チート薬師#8

 貴族のオッサンのお悩み解決と幽霊の気晴らし。香水入り石鹸は現実味たっぷりと思いきや、直後の三分死者召喚薬とかなんやねん!という。テイストはいつも通りなんだけど、前半は現代の父親に寄り添うコメディとして、後半は子育て層向けといちおうドラマ性を深める努力はしてるんだなとは思った。薬に関しては香水入り石鹸は個人的に高評価。ああいう、実現性があってちょっとした気遣いをスパイスにした仕立てが薬そのものに対する印象も上げると思うんだよな。自分、この作品をどちらかというとモン娘医のようなトラブルシュートものなんだろうなと予想してたから、まぁあっちほどシリアスじゃなくてドタバタコメディにしたのはそれはそれで構わないんだけど、なら、この世界観で薬が薬として存在感を持っているものになってるの?と言われたら、そのバランスは悪いと感じてる。そういう意味で、後半はもうどこからツッコんでよいのかわからん。まず、本当に幽霊の母親を三分間だけでも呼び戻せるのであれば、それは実在するどの薬にもそういう薬効はありえないというしかない。ファンタジーにしたって程がある。というかそういうのはファンタジーだと魔法の領分では?とも思う。今の今まで魔法を描いてこなかったから、そのへんこの作品での魔法の扱い、そもそも魔法なるものがあるのかどうかすらわからないわけだが、ただ、現段階では魔法を登場させない姿勢は正しいとは思ってる。で、今までが実在する薬をそれなりにモチーフにしてきたと思っているので、このぶっ飛びようはせっかく踏ん張ってたのに自ら崩してしまったよな…という感じ。

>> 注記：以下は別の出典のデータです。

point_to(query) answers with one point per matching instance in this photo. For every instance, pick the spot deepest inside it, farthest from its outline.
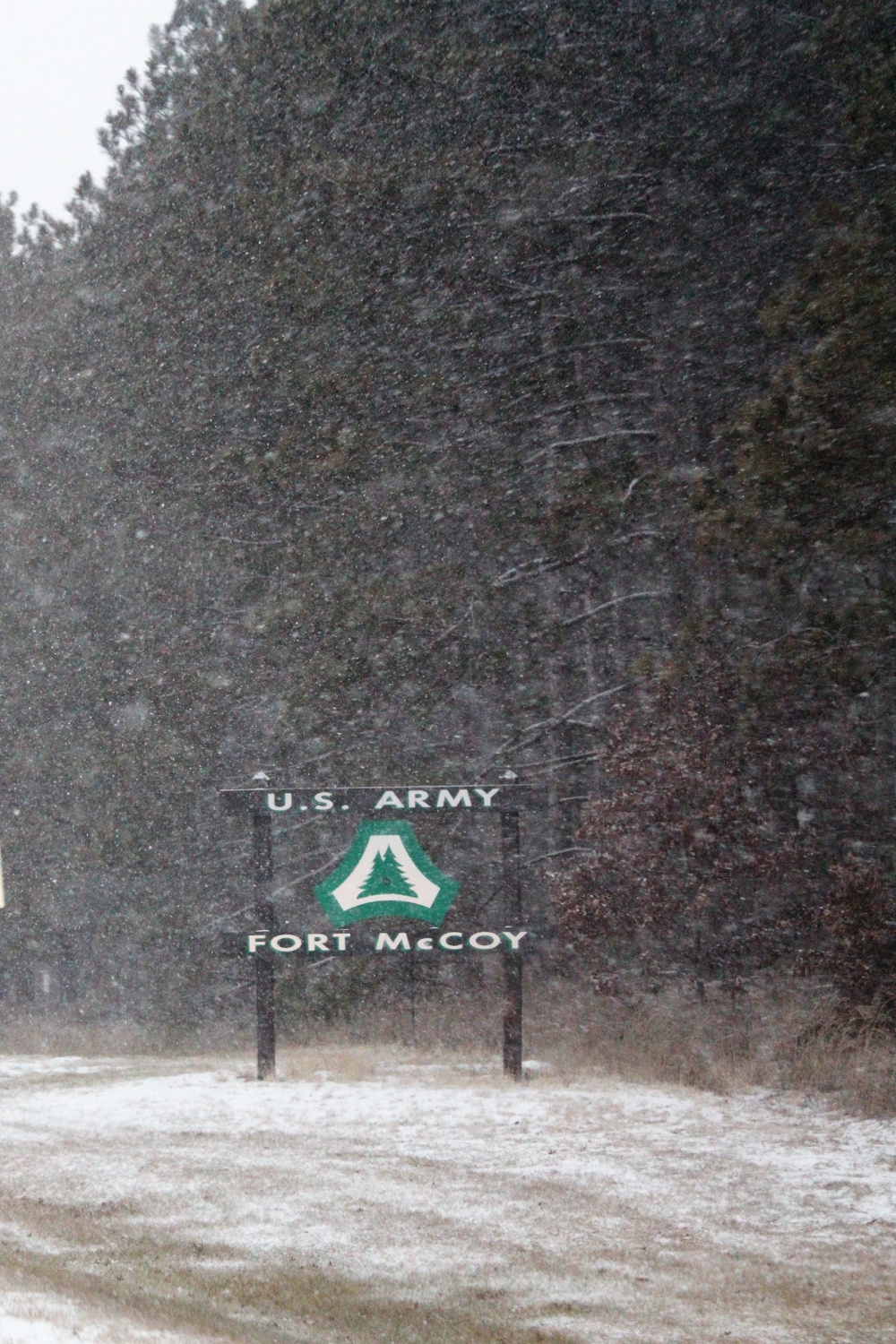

 で、無理やりあれが薬の効能だとすると、母親の日記を掘り出してきて、ところどころかすれて読みにくくなってるとはいうものの、その日記を手渡して娘がその日記を読み、娘なりの母親像をイメージさせて薬を投入し、白昼夢を見せていた*1…というのならまぁ理屈は合わせられないわけではない。でもそれって幻覚剤ってことでしょ…。魔王に採取させてた材料の中に怪しげな色彩のキノコがあったから、そう考えた方がしっくりくるよね。
 しかし、魔王に関しては「モフモフさせてもらえるかどうか交渉する権利」とでも言っとけばよかったのにとは思うが、いやまぁ騙さないとやる気を出さないだろうしな。